Why would you base your choice of bridesmaid on their physical appearance rather than their relationship with you?

CushionPicasso · 12/06/2024 07:47

ChinaBlueBell · 12/06/2024 07:44

Personally I wouldn’t have asked you to be bridesmaid to avoid this very situation.

Why would you base your choice of bridesmaid on their physical appearance rather than their relationship with you?

CushionPicasso · 12/06/2024 07:47

Pottedpalm · 12/06/2024 07:42

Spot on.

Why would you base your choice of bridesmaid on their physical appearance rather than their relationship with you?

ChinaBlueBell · 12/06/2024 07:48

CushionPicasso · 12/06/2024 07:47

Why would you base your choice of bridesmaid on their physical appearance rather than their relationship with you?

Because I would want my bridal party to look normal? 🤷‍♀️

Coldsore · 12/06/2024 07:51

Nouvellenovel · 12/06/2024 07:38

@Coldsore you would not have a good friend as a bridesmaid if their hair wasn’t the correct colour for you?

Well, that says a lot more about your self esteem than the op’s. Surely embracing your friends as they are is the most important thing. And if you can’t then ask yourself why not.

I wouldn’t be good friends with someone who made their hair their personality. I would find it extremely tiresome to be friends with someone so insecure, yes!

Blarneytalk · 12/06/2024 07:53

I wouldn’t be good friends with someone who made their hair their personality. I would find it extremely tiresome to be friends with someone so insecure, yes!

Shallow

Beautiful3 · 12/06/2024 07:53

I wouldn't change my hair colour for a wedding. I don't feel like myself when I go to my real colour.

Coldsore · 12/06/2024 07:54

Blarneytalk · 12/06/2024 07:36

The only thing false is the sister asking her to be bridesmaid, she wants a version she likes of her to be bridesmaid!

I'm not sure why you wouldn't want someone you had a good relationship and bond with to not be your bridesmaid, because you didn't like the colour of their hair!?

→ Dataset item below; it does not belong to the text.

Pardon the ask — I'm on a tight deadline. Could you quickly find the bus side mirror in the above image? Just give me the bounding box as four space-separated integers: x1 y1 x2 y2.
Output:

I think you need to establish why you're so shallow, not character assassinate the OP.

I’m not shallow - I’m just massively put off by people who need to make their hair their personality/bright hair colours. I don’t like it. Same with blow up doll lips and over the top make up - anything overly unnatural. It’s not to my personal taste.

I am not character assassinating the OP I think she needs some therapy.

Coldsore · 12/06/2024 07:54

Blarneytalk · 12/06/2024 07:53

I wouldn’t be good friends with someone who made their hair their personality. I would find it extremely tiresome to be friends with someone so insecure, yes!

Shallow

How is that shallow? It’s to do with their personality, rather than their looks

Blarneytalk · 12/06/2024 07:55

@Coldsore other peoples hair "not being to your personal taste", so you wouldn't choose them is the epitome of shallow.

Blarneytalk · 12/06/2024 07:56

@Coldsore anyone else need therapy?

Hands @Coldsore a mirror!

MrsDTucker · 12/06/2024 07:56

@PiperLeo

That's what my husband said 🤔

I was just thinking who the fuck cares about your husband's opinion. Then I noticed you were the OP 🤦‍♀️🤣

Red is probably the most reasonable BRIGHT colour you could dye it.

Although I think blue is ridiculous for that type of wedding and I've been blue pink purple etc.